High-level summary: This policy aligns UnitedHealthcare West coverage for maternity and newborn services with applicable federal and California statutory requirements (including the Newborns' and Mothers' Health Protection Act and California Health and Safety Code provisions). It defines covered maternity and newborn services (prenatal and postnatal care, inpatient maternity care including labor/delivery/recovery, minimum hospital stays, newborn care and special care nursery services, circumcision conditions, and related diagnostic and ancillary services), describes provider/network requirements (plan providers and network/participating CNM/CM availability and authorization), specifies maternal mental health screening and program requirements, and lists specified exclusions.
Covered maternity/newborn services (high level): Prenatal office visits; postnatal office visits up to 6 weeks (42 days) post-delivery; outpatient physician services; screening and diagnostic laboratory and radiological procedures (including the California Prenatal Screening Program); prenatal diagnostic testing and genetic counseling; inpatient hospital care for labor, delivery and recovery; alternative birthing center services arranged by a network hospital; treatment of miscarriage and pregnancy/childbirth complications; physician and ancillary services related to medically necessary inpatient maternity care; postnatal hospital services including special care nursery; and circumcision coverage under specified conditions.

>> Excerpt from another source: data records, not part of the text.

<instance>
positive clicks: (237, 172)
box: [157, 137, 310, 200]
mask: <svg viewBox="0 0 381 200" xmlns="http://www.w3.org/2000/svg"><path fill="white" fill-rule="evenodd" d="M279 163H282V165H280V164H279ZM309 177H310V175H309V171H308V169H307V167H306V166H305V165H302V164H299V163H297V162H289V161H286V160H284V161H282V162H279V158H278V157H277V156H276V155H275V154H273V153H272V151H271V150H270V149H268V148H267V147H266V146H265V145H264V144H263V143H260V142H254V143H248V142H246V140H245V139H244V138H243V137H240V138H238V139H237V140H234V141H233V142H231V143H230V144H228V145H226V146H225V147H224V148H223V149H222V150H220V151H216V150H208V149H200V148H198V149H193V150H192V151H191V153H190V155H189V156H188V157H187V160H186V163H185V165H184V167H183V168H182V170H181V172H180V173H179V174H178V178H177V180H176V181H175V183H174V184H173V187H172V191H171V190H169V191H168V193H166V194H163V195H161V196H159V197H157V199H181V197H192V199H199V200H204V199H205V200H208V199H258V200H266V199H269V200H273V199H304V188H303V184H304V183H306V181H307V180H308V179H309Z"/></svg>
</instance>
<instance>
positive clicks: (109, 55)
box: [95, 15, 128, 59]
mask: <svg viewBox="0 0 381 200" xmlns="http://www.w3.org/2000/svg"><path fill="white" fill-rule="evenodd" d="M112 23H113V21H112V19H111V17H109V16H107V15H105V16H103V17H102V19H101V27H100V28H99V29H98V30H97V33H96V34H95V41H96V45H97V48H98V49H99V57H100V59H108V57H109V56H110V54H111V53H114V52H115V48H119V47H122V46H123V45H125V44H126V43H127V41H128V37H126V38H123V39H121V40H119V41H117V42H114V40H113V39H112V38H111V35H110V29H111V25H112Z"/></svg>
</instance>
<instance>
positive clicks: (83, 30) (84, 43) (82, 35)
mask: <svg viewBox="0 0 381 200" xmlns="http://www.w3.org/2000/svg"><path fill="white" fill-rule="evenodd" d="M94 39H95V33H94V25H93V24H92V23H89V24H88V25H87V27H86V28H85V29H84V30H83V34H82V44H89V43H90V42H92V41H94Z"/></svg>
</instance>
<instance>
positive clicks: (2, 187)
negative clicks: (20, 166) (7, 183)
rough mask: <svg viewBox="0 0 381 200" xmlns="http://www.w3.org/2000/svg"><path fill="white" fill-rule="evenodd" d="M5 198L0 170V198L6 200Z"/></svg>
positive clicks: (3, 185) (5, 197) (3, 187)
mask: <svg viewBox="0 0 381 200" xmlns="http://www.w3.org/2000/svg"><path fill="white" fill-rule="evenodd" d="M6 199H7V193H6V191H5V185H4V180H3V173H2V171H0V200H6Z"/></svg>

The services of a doula are included when performed within the scope of their training as a doula.
Provider and network requirements: Prenatal and postnatal care must be provided by a plan provider; services of a licensed/Certified Nurse-Midwife or Certified Midwife are covered only when available within and authorized by the member's network/participating medical group. If mother/newborn are discharged earlier than the NMHPA minimums, the treating physician must decide in consultation with the mother and prescribe/document a post-discharge follow-up visit within 48 hours.

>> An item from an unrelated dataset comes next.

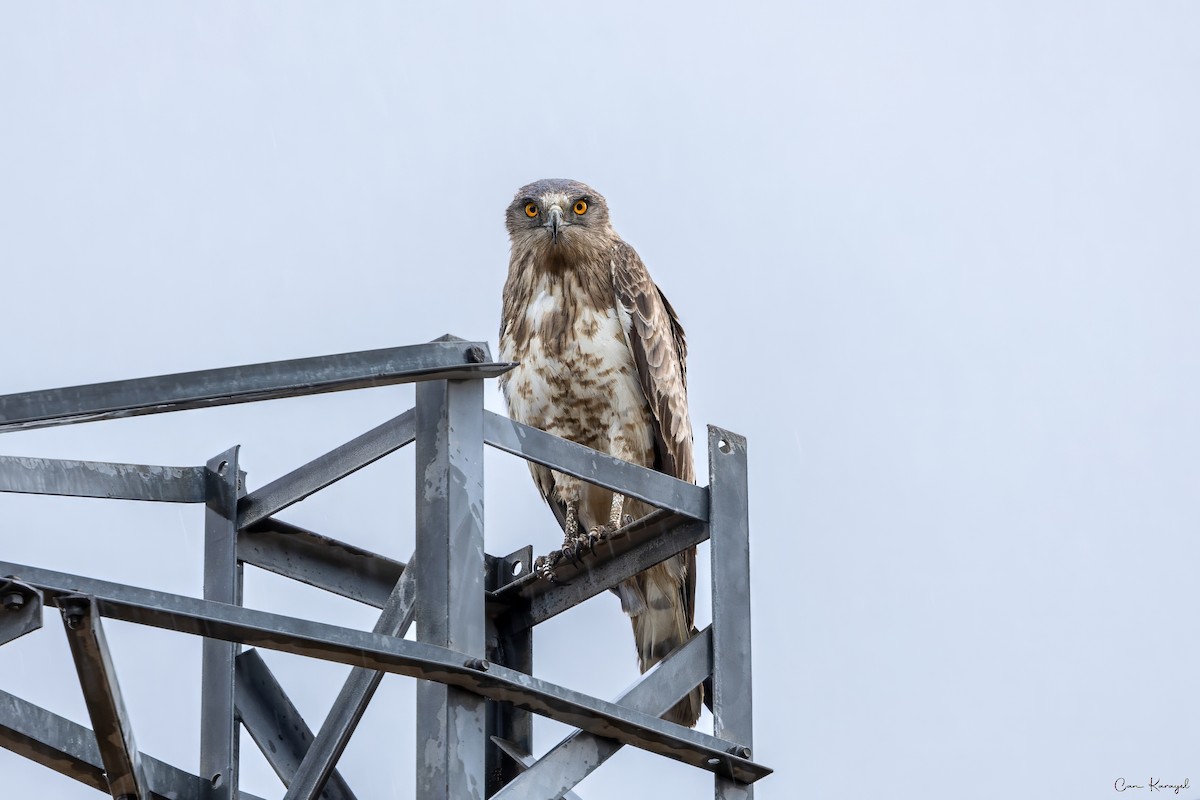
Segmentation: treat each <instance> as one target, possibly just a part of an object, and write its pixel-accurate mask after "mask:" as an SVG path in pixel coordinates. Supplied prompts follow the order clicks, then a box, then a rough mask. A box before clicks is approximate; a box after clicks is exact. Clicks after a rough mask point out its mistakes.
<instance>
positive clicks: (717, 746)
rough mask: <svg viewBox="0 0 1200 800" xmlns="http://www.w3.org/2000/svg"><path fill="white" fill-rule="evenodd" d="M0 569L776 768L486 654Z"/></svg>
mask: <svg viewBox="0 0 1200 800" xmlns="http://www.w3.org/2000/svg"><path fill="white" fill-rule="evenodd" d="M0 572H10V573H13V575H20V576H22V578H23V579H24V581H26V582H29V583H31V584H34V585H36V587H38V588H40V589H41V590H42V591H43V593H46V594H47V596H55V595H61V594H74V593H76V591H78V590H84V591H86V593H88V594H91V595H95V596H96V597H97V602H98V603H100V609H101V612H102V613H103V614H104V615H106V616H110V618H113V619H120V620H124V621H127V622H136V624H138V625H152V626H155V627H161V628H166V630H173V631H180V632H184V633H192V634H198V636H205V637H211V638H218V639H224V640H233V642H241V643H244V644H247V645H251V646H263V648H269V649H272V650H281V651H284V652H293V654H296V655H304V656H310V657H317V658H324V660H326V661H336V662H340V663H348V664H352V666H368V667H371V668H373V669H380V670H384V672H389V673H396V674H401V675H409V676H412V678H421V679H425V680H436V681H439V682H444V684H446V685H450V686H458V687H462V688H466V690H468V691H472V692H475V693H478V694H481V696H484V697H487V698H490V699H494V700H500V702H508V703H512V704H514V705H516V706H517V708H521V709H526V710H529V711H533V712H534V714H541V715H545V716H548V717H552V718H554V720H558V721H560V722H565V723H568V724H571V726H574V727H577V728H582V729H584V730H588V732H590V733H595V734H599V735H604V736H611V738H613V739H619V740H620V741H623V742H624V744H626V745H635V746H637V747H641V748H643V750H648V751H650V752H654V753H658V754H660V756H666V757H667V758H672V759H674V760H679V762H683V763H686V764H691V765H694V766H700V768H701V769H704V770H708V771H712V772H715V774H719V775H728V776H730V777H732V778H734V780H737V781H740V782H746V783H749V782H754V781H757V780H758V778H761V777H764V776H766V775H769V774H770V771H772V770H770V769H769V768H767V766H763V765H762V764H757V763H755V762H751V760H750V759H749V758H748V757H745V756H743V754H742V753H739V752H733V751H732V750H731V748H734V747H736V746H737V745H738V742H734V741H727V740H724V739H720V738H718V736H712V735H708V734H704V733H701V732H700V730H694V729H690V728H684V727H682V726H678V724H672V723H670V722H664V721H662V720H659V718H658V717H652V716H649V715H647V714H643V712H640V711H635V710H632V709H629V708H625V706H622V705H618V704H616V703H610V702H606V700H600V699H598V698H594V697H588V696H586V694H583V693H581V692H576V691H574V690H569V688H565V687H563V686H557V685H554V684H551V682H548V681H545V680H541V679H538V678H533V676H530V675H527V674H524V673H521V672H518V670H515V669H509V668H505V667H502V666H498V664H487V663H486V662H478V661H476V660H472V658H468V657H467V656H464V654H462V652H458V651H455V650H452V649H449V648H442V646H436V645H432V644H428V643H425V642H409V640H407V639H396V638H394V637H388V636H382V634H378V633H367V632H364V631H355V630H353V628H347V627H340V626H336V625H326V624H323V622H314V621H311V620H301V619H295V618H290V616H281V615H278V614H269V613H266V612H260V610H256V609H252V608H242V607H239V606H229V604H227V603H220V602H211V601H204V600H197V599H194V597H184V596H180V595H173V594H169V593H162V591H154V590H148V589H140V588H136V587H124V585H119V584H114V583H110V582H107V581H98V579H95V578H86V577H83V576H78V575H67V573H61V572H54V571H50V570H42V569H38V567H31V566H25V565H18V564H11V563H7V561H0Z"/></svg>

Maternal mental health requirements: The plan incorporates California HSC Section 1367.625 requirements: at least one screening during pregnancy, at least one additional screening within the first six weeks postpartum, and additional postpartum screenings when medically necessary/clinically appropriate per the treating provider. Maternal mental health condition coverage shall not exceed 12 months from diagnosis or from the end of pregnancy, whichever is later.

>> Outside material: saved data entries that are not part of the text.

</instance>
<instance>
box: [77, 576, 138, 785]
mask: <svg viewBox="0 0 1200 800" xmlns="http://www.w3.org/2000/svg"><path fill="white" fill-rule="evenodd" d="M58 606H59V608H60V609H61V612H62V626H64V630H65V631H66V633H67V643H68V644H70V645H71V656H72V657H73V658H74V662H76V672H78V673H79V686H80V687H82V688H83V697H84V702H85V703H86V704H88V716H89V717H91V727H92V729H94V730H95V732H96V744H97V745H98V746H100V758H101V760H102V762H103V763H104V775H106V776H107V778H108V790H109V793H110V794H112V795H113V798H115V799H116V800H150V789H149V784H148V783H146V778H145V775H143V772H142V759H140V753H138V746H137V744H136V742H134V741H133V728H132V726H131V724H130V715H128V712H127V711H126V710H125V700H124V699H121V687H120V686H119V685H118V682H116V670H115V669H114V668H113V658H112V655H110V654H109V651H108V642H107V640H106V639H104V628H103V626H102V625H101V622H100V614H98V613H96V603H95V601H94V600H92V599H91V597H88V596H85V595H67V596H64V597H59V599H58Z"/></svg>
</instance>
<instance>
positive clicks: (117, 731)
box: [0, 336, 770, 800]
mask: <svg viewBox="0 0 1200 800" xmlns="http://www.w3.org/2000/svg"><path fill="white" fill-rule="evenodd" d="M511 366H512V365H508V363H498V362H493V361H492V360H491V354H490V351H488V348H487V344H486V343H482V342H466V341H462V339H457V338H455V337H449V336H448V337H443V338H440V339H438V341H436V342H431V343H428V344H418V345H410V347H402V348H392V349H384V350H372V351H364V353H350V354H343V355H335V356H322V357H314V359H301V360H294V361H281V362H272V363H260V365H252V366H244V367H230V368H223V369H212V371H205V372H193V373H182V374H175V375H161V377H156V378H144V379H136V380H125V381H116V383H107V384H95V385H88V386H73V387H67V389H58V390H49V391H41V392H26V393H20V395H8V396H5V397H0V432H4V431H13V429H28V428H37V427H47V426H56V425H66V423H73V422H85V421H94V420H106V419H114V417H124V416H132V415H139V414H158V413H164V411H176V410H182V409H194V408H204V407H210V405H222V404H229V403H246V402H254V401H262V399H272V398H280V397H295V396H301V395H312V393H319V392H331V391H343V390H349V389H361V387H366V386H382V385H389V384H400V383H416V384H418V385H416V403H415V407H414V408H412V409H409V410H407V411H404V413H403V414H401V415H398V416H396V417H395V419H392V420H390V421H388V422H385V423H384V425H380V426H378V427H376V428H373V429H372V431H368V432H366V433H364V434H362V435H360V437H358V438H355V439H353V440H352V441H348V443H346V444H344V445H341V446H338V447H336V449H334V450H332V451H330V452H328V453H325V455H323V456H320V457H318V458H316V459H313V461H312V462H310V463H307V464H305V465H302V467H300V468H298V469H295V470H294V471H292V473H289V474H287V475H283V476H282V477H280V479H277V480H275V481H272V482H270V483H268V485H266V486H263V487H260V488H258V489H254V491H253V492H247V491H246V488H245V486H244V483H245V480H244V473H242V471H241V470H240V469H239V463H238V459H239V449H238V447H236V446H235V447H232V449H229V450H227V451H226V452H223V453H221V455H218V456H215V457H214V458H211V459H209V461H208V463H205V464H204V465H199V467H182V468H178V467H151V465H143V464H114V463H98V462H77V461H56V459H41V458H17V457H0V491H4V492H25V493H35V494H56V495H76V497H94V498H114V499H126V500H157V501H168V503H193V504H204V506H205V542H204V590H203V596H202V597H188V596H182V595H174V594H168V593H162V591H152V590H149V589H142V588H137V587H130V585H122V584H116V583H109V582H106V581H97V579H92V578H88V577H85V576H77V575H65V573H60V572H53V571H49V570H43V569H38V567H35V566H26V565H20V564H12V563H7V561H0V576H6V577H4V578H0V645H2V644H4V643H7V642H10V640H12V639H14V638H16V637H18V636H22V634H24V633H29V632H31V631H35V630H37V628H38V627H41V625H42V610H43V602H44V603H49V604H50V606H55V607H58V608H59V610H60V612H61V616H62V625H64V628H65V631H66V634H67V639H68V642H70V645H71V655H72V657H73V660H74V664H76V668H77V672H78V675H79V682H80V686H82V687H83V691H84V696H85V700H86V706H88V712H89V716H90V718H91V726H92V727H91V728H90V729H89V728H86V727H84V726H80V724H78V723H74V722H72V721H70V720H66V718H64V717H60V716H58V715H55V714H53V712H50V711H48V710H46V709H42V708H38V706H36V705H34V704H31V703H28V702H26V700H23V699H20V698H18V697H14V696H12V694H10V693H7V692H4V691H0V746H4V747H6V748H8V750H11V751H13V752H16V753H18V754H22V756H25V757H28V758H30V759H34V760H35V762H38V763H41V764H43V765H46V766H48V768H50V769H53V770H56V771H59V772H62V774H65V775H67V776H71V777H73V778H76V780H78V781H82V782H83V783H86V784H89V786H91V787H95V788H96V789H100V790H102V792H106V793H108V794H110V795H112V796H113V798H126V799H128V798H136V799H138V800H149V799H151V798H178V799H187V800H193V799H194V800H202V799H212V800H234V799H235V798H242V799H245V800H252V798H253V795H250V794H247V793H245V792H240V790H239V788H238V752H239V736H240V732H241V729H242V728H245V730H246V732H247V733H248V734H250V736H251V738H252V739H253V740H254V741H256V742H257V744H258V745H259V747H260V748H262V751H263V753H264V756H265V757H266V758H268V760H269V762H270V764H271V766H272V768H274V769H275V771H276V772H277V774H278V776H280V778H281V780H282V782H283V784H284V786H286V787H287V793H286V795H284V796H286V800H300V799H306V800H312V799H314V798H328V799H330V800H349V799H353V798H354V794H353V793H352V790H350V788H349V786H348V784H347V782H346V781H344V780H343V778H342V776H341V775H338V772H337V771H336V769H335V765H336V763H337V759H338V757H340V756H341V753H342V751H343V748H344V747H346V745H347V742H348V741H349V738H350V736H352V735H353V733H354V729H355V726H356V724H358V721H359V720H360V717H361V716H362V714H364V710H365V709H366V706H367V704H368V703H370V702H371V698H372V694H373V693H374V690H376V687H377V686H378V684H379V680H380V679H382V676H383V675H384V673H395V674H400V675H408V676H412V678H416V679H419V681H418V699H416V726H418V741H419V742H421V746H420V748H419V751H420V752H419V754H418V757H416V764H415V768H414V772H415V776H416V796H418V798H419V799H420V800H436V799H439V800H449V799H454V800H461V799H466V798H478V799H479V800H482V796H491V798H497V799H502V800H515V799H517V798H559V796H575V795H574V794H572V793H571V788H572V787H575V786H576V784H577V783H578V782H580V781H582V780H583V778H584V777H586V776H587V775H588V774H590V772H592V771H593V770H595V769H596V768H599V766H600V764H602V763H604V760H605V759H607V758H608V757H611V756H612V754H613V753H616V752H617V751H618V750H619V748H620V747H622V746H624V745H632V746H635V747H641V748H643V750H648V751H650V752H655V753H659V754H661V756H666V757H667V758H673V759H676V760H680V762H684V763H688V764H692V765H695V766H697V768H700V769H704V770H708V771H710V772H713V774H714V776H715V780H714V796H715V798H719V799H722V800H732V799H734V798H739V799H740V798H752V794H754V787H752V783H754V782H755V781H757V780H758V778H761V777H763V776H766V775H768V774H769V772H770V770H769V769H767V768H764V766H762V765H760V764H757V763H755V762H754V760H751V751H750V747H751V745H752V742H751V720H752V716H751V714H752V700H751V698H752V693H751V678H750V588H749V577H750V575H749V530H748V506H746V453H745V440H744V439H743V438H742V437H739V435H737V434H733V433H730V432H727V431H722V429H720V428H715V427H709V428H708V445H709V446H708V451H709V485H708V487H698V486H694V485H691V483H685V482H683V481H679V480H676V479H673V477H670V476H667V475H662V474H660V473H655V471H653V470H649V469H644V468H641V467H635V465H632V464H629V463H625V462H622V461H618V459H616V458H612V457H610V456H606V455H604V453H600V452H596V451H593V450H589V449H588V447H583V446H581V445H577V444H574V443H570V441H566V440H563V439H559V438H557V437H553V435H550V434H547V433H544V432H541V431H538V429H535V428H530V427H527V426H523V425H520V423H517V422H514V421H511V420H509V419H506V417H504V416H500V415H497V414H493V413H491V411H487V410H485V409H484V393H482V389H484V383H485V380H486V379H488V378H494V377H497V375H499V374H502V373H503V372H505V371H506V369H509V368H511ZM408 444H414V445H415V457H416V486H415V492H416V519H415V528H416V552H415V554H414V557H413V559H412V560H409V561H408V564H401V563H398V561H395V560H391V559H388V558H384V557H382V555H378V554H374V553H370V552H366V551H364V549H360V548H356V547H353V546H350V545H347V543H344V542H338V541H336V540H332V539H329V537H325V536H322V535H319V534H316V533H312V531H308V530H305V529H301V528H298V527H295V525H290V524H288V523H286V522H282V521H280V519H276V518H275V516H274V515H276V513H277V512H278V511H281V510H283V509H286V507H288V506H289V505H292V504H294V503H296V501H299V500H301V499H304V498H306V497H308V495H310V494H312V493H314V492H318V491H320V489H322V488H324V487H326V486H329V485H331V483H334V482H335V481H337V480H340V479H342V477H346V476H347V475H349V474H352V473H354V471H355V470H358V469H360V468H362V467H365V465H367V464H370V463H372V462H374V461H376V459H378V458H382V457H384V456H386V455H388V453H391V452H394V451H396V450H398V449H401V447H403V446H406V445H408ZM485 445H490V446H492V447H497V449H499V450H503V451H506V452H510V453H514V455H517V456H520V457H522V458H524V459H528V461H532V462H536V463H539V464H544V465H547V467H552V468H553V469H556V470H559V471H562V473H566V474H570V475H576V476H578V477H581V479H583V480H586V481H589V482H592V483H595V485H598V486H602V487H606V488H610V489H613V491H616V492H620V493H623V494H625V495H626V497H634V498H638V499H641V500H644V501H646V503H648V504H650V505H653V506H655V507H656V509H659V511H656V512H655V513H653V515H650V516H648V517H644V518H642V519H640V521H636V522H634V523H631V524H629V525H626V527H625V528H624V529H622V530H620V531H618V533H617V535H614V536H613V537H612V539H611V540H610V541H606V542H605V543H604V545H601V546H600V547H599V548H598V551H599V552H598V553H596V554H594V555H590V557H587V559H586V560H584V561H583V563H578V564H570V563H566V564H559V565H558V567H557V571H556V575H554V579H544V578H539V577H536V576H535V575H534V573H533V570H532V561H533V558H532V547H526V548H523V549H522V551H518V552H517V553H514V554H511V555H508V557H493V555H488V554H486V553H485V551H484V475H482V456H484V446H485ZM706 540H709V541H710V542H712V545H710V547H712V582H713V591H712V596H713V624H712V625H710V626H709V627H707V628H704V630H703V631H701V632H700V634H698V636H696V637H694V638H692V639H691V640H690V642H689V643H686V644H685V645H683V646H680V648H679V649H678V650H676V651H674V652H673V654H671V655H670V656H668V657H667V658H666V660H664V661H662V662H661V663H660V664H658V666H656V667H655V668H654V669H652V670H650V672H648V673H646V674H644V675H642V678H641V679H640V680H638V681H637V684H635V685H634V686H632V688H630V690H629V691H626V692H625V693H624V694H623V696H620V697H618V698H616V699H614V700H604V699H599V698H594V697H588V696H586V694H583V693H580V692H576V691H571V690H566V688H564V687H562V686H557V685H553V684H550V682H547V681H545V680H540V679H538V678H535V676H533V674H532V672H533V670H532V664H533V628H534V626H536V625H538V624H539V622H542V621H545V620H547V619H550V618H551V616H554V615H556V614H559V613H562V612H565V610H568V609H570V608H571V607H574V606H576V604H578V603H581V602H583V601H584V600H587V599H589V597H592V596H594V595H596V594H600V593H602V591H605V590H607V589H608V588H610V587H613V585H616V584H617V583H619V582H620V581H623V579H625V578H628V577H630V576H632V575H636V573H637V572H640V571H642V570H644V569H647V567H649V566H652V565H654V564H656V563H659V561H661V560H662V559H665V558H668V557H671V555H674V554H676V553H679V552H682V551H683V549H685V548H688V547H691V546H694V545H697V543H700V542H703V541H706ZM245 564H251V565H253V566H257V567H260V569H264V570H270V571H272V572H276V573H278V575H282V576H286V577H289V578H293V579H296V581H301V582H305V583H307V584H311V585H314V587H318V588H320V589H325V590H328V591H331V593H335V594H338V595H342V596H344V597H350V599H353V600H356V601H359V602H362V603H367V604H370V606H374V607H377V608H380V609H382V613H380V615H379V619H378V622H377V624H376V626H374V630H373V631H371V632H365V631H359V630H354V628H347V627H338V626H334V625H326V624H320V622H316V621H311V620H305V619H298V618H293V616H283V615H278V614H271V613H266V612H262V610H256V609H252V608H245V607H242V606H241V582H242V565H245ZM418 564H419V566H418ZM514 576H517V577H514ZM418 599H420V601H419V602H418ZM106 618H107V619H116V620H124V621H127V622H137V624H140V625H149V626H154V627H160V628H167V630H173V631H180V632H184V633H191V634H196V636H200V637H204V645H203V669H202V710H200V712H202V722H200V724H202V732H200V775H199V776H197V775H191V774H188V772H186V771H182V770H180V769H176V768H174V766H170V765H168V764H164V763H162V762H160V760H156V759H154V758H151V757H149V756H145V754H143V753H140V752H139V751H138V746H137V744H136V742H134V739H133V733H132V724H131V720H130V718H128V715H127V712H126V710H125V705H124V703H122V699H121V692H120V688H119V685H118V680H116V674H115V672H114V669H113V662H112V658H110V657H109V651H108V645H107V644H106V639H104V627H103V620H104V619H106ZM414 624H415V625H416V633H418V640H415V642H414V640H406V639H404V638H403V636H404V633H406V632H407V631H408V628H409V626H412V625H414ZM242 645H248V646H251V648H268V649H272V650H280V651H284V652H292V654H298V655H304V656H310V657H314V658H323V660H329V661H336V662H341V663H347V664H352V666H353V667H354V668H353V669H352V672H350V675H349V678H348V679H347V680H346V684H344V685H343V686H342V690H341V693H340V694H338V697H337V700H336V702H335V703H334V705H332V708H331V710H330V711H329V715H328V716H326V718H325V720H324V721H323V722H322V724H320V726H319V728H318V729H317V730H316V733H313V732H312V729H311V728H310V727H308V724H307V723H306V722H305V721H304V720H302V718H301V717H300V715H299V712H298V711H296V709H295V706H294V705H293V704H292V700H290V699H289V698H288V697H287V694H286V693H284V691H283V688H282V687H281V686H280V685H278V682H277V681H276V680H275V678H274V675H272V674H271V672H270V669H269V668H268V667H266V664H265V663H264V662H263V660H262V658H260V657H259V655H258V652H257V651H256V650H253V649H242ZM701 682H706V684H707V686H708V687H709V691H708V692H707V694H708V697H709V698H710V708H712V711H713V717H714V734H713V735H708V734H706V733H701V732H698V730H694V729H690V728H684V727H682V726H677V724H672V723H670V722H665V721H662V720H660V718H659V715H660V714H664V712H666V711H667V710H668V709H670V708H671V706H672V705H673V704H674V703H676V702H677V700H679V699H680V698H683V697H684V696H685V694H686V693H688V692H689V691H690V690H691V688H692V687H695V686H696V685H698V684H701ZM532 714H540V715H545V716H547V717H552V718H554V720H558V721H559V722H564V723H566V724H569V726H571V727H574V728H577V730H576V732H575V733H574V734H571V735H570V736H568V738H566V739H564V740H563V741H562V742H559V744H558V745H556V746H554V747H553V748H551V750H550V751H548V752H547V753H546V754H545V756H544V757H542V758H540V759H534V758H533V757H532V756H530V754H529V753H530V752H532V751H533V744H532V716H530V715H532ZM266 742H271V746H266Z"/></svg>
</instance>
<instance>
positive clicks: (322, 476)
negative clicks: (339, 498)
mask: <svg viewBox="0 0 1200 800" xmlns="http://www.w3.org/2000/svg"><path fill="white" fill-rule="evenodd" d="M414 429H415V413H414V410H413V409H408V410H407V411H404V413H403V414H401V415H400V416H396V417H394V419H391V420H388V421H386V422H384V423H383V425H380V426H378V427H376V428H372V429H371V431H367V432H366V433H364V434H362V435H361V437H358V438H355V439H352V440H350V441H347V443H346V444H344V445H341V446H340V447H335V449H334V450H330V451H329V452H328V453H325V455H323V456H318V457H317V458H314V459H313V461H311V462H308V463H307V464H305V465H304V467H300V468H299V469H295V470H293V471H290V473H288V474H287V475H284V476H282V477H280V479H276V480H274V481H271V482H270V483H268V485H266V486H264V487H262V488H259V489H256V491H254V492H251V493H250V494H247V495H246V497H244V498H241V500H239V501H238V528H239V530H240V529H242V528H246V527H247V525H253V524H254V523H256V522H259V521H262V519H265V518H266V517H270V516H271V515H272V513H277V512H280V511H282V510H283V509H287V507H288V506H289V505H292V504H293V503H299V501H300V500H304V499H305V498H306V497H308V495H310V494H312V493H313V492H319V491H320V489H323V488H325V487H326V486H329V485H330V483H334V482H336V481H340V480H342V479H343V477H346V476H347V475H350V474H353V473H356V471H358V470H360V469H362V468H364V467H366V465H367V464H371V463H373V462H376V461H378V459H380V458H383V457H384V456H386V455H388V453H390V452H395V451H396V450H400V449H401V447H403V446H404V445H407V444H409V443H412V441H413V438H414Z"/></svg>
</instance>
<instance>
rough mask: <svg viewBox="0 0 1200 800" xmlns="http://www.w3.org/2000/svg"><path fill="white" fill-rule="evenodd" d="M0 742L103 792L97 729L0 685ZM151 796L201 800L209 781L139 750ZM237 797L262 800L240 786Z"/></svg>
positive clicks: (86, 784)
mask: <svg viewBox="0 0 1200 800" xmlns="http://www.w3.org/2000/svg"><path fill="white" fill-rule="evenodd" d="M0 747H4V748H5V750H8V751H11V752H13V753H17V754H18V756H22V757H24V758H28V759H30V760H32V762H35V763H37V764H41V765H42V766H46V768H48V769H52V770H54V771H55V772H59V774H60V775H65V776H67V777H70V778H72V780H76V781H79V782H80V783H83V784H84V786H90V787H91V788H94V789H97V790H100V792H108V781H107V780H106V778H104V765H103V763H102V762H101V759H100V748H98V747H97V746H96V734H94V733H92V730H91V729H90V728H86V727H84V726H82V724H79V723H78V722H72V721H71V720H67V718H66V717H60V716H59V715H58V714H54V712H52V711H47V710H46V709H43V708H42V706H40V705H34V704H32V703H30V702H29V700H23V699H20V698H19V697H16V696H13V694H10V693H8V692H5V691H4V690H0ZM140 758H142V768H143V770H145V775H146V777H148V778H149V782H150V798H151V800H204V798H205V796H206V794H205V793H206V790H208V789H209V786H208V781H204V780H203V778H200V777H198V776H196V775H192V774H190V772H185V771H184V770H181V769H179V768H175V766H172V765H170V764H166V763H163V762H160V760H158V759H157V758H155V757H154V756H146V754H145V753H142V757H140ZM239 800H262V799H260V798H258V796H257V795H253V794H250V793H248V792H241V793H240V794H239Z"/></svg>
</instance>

Specified exclusions (examples): Childbirth classes and educational childcare courses; elective home delivery unless covered under federal/state mandated regulations; maternity services for a non-member acting as a surrogate for a member; newborn coverage of a grandchild except as employer-provided or where legal guardianship/placement for adoption is documented; non-medically indicated procedures such as sex-determination testing or paternity blood testing; non-medically necessary newborn carrier-status screening without immediate medical benefit; and take-home medications/supplies unless a supplemental pharmacy benefit applies.